In the decades after the Korean War, South Korea exported construction workers to the Middle East and nurses and miners to Germany. By the early 1990s, as it emerged as an economic powerhouse churning out electronics and cars, it began importing foreign workers to fill jobs shunned by its increasingly rich local work force. But these migrants, classified as “industrial trainees,” were not protected by labor laws despite their harsh working conditions.
The government introduced the Employment Permit System, or E.P.S., in 2004, eliminating middlemen and becoming the sole job broker for low-skilled migrant workers. It recruits workers on three-year visas from 16 nations, and in 2015 also started offering seasonal employment to foreigners.
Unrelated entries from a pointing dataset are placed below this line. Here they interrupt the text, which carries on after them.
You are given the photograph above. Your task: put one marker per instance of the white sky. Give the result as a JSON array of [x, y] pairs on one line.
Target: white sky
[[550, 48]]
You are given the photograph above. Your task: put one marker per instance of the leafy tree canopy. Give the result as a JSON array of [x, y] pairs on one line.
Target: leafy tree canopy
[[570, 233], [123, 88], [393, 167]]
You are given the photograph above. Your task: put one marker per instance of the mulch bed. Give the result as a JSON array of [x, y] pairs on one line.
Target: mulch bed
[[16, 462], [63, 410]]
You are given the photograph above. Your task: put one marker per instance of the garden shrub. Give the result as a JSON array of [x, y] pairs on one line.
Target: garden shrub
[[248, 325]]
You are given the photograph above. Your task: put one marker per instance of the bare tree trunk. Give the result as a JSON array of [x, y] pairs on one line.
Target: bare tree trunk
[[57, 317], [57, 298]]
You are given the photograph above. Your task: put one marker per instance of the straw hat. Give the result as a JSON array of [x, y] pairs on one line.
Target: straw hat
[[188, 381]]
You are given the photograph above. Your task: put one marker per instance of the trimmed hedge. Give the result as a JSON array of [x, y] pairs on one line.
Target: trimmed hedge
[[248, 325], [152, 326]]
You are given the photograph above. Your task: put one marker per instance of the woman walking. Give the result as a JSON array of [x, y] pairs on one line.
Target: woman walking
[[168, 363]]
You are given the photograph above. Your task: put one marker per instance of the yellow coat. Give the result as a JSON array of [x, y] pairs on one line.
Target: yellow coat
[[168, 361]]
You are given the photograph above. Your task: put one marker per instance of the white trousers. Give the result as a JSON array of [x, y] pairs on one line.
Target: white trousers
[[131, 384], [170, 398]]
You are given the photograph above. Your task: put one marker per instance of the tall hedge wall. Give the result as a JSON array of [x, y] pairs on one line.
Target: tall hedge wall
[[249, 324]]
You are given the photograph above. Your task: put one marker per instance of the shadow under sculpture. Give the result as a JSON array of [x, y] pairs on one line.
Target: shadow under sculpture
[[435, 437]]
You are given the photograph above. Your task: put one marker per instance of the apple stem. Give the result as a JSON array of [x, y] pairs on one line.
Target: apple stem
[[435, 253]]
But severe issues persist.
“The biggest problem with E.P.S. is that it has created a master-servant relationship between employers and foreign workers,” said Kim Dal-sung, a Methodist pastor who runs the Pocheon Migrant Worker Center.
That can mean inhumane conditions. The “housing” promised to Mr. Chhetri, the agriculture worker, turned out to be a used shipping container hidden inside a tattered greenhouse-like structure covered with black plastic shading.
During a bitter cold snap in December 2020, Nuon Sokkheng, a Cambodian migrant, died in a heatless shack. The government instituted new safety regulations, but in Pocheon many workers continue to live in substandard facilities.
If E.P.S. workers have abusive employers, they often have only two choices: endure the ordeal, hoping that their boss will help them extend or renew their visa, or work illegally for someone else and live in constant fear of immigration raids, the Rev. Kim said.
In December 2022, Ray Sree Pallab Kumar, 32, lost most of the vision in his right eye after a metal piece thrown by his manager bounced off a steel-cutting machine and hit him. But his employers, in southern Seoul, sought to blame him for the accident, according to a Korean-language statement they tried to make him sign even though he didn’t understand it.
Migrants also say they face racist or xenophobic attitudes in South Korea.
“They treat people differently according to skin colors,” said Mr. Asis, the textile worker. “In the crowded bus, they would rather stand than take an empty seat next to me. I ask myself, ‘Do I smell?’”
Biswas Sree Shonkor, 34, a plastics factory worker, said his pay remained flat while his employer gave raises to and promoted South Korean workers he helped train.
Mr. Chandra said that even worse than workplace injuries like the one he suffered in the arboretum was how managers insulted foreign workers, but not locals, for similar mistakes.
“We don’t mind doing hard work,” he said. “It’s not our body but our mind that tires.”